> I’ve been feeling pretty good about my benchmark! It should stay useful for a ...

simonw · 2025-06-08T20:07:57 1749413277

Honestly, if my stupid pelican riding a bicycle benchmark becomes influential enough that AI labs waste their time optimizing for it and produce really beautiful pelican illustrations I will consider that a huge personal win.

benmathes · 2025-06-16T21:41:38 1750110098

"personal" doing a lot of work there :-)

(And I'd be envious of your impact, of course)

Choco31415 · 2025-06-08T20:23:33 1749414213

Just tried that canard on GPT-4o and it failed:

"The word "strawberry" contains 2 letter r’s."

belter · 2025-06-09T16:10:00 1749485400

I tried

strawberry -> DeepSeek, GeminiPro and ChatGPT4o all correctly said three

strawberrry -> DeepSeek, GeminiPro and ChatGPT4o all correctly said four

stawberrry -> DeepSeek, GeminiPro all correctly said three

ChatGPT4o even in a new Chat, incorrectly said the word "stawberrry" contains 4 letter "r" characters.
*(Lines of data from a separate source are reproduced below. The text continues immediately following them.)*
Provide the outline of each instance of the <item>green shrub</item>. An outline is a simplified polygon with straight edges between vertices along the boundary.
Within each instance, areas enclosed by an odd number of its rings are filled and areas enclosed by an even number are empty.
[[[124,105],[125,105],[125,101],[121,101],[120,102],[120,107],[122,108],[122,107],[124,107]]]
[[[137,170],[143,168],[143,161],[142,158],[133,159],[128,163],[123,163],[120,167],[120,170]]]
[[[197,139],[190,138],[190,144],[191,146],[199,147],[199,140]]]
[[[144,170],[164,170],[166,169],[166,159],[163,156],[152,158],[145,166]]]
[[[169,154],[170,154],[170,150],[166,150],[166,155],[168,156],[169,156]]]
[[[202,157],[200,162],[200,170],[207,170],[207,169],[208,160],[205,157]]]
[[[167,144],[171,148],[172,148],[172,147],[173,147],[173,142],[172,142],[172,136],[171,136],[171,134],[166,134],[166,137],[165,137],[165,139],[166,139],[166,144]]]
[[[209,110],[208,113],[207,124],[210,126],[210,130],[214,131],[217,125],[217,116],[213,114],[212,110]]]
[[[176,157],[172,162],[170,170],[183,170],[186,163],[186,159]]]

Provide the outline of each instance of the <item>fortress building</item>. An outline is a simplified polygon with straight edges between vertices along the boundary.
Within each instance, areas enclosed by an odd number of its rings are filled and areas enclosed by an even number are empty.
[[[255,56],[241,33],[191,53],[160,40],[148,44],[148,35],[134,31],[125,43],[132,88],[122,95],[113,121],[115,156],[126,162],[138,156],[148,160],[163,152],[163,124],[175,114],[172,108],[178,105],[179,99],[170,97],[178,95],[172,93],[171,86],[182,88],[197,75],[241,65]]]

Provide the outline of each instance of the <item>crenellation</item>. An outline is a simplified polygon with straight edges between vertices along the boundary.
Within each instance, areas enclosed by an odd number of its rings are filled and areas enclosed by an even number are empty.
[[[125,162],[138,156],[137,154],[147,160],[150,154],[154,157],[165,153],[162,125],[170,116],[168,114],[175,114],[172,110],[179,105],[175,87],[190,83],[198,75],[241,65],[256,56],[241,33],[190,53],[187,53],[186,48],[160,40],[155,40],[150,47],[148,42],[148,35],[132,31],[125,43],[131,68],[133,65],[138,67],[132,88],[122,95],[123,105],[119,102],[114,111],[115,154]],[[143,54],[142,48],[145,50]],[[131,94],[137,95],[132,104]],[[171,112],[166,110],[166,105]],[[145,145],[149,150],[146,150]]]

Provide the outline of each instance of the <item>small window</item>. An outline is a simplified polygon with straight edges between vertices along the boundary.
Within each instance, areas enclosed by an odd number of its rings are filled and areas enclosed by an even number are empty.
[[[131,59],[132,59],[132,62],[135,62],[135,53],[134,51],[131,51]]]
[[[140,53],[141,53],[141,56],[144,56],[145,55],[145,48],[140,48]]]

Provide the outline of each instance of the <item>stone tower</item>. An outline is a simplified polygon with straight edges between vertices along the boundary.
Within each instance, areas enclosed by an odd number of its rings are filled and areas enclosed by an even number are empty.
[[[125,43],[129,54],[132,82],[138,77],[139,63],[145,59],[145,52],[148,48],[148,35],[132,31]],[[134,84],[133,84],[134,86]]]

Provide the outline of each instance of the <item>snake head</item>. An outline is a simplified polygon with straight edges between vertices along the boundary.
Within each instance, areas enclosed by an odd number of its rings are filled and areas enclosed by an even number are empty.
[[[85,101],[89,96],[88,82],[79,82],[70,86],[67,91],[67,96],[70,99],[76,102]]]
Even provided this useful breakdown to let me know :-)

Breakdown: stawberrry → s, t, a, w, b, e, r, r, r, y → 4 r's

And then asked if I meant "strawberry" instead and said because that one has 2 r's....

MattRix · 2025-06-08T19:55:33 1749412533

This is why things like the ARC Prize are better ways of approaching this: https://arcprize.org

whiplash451 · 2025-06-09T06:20:29 1749450029

Well, ARC-1 did not end well for the competitors of tech giants and it’s very unclear that ARC-2 won’t follow the same trajectory.

wolfmanstout · 2025-06-10T01:27:04 1749518824

This doesn’t make ARC a bad benchmark. Tech giants will have a significant advantage in any benchmark they are interested in, _especially_ if the benchmark correlates with true general intelligence.

lofaszvanitt · 2025-06-09T12:31:41 1749472301

You push sha512 hashes of things in a githup repo and a short sentence:

x8 version: still shit . . x15 version: we are closing, but overall a shit experience :D

this way they won't know what to improve upon. of course they can buy access. ;P

when they finally solve your problem you can reveal what was the benchmark.